The highlight of my writing year has been this week and has nothing to do with my own writing. I was invited to the St Andrew's Day Ceilidh hosted by the Scottish Government's Nordic Office, a well-kept little secret. I was invited through my connection with the Finnish Scottish Society who I help out every year with their annual Burns Supper and a ceilidh. We had no idea of what to expect, but it was the most amazing night. The guest stars were former Scotland Makar Jackie Kay and current Edinburgh Makar Michael Pedersen and the presenter and cultural commentator Ally Heather. I thought it might be a formal affair but it was far from that. 
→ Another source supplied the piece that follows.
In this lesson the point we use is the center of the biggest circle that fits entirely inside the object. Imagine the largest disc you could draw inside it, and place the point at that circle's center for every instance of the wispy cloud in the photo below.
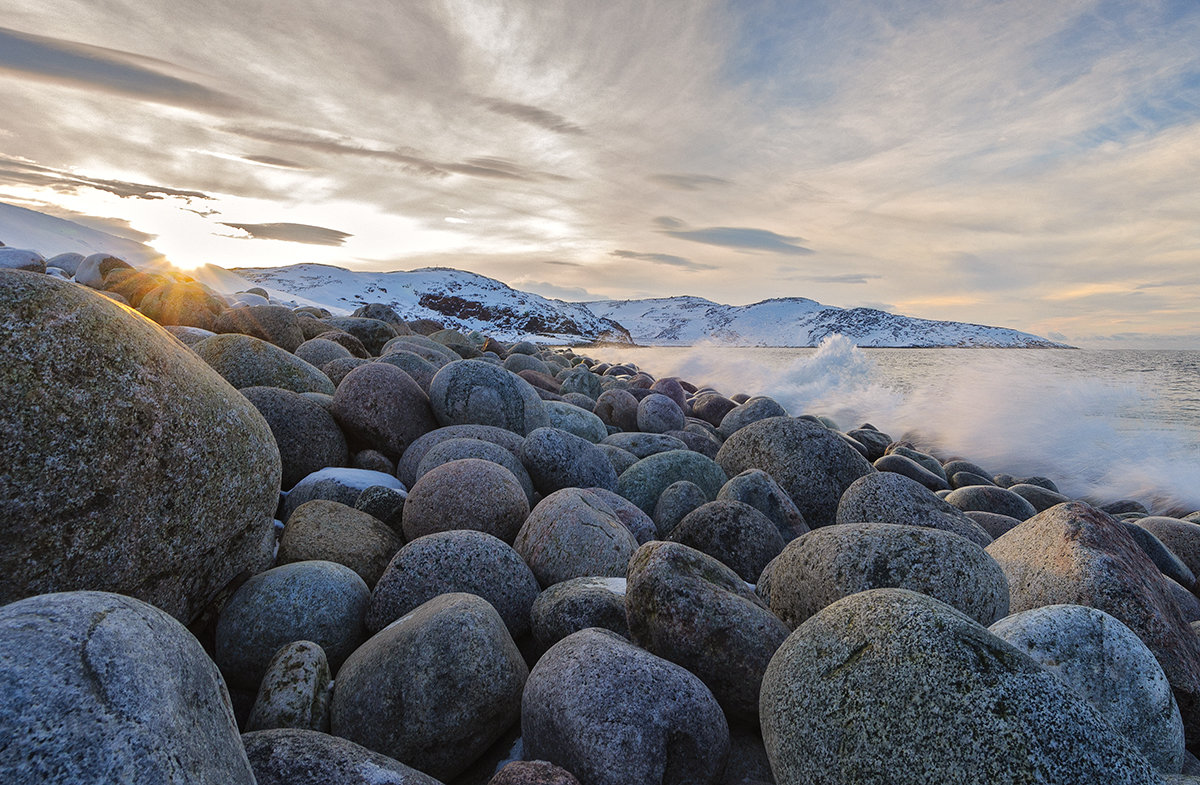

It was introduced as a Highland lock-in with music and poetry and tons and tons of whisky which is exactly what it felt like. Ally welcomed us in and spent the evening wandering around topping up everyone's glasses. All three were delightful to talk to. The musicians and poets on stage kept it casual and fun and joined in with the drinking and chat off. My mate even had to eject a too-drunk Finn during the first session by Scotland's 2025 Young Traditional Musician Ellie Beaton. Had to happen at a Scottish event. Michael and Jackie's performance were fun and full of energy. I've read books by them both this year including Michael's amazing Muckle Flugga which is a rollercoaster of a read. And listening to him perform you understand why. I wish I had taken photos, but to be honest, I was a bit star-struck. Luckily, my friend was thinking on his feet. 


Unfortunately, the lock-in didn't happen, but we decanted to another pub down the road. I couldn't stay as long as I'd like as I had work in the morning and kids waiting at home, but it was an absolute blast. It really made me miss the Scottish literary scene I used to dip my toes into. The mild hangover I took to school the next morning was totally worth it.

The Finnish Scottish Society are my Scottish lifeline here and I was so happy to be able to actually spend some time in a drunken blether with them rather than running around peeling neeps and making pies during an event that we never get to enjoy. We need more events like this that we aren't organising.

On the publication side I've only a few publications since the summer. My poem 'Explode the Monstrous' has been published in The Storms and I read the poem for the accompanying poetry podcast Eat the Storms with many of the other talented contributors. And I'm very excited to have my poems included on Sixty Odd Poets which is such a fun site to explore. 

I can't promise to be any more regular with keeping this blog up during term time, but hopefully I'll manage a new post during the Christmas break. I just need to do something interesting again. 

I hope your winter isn't too dark and cold.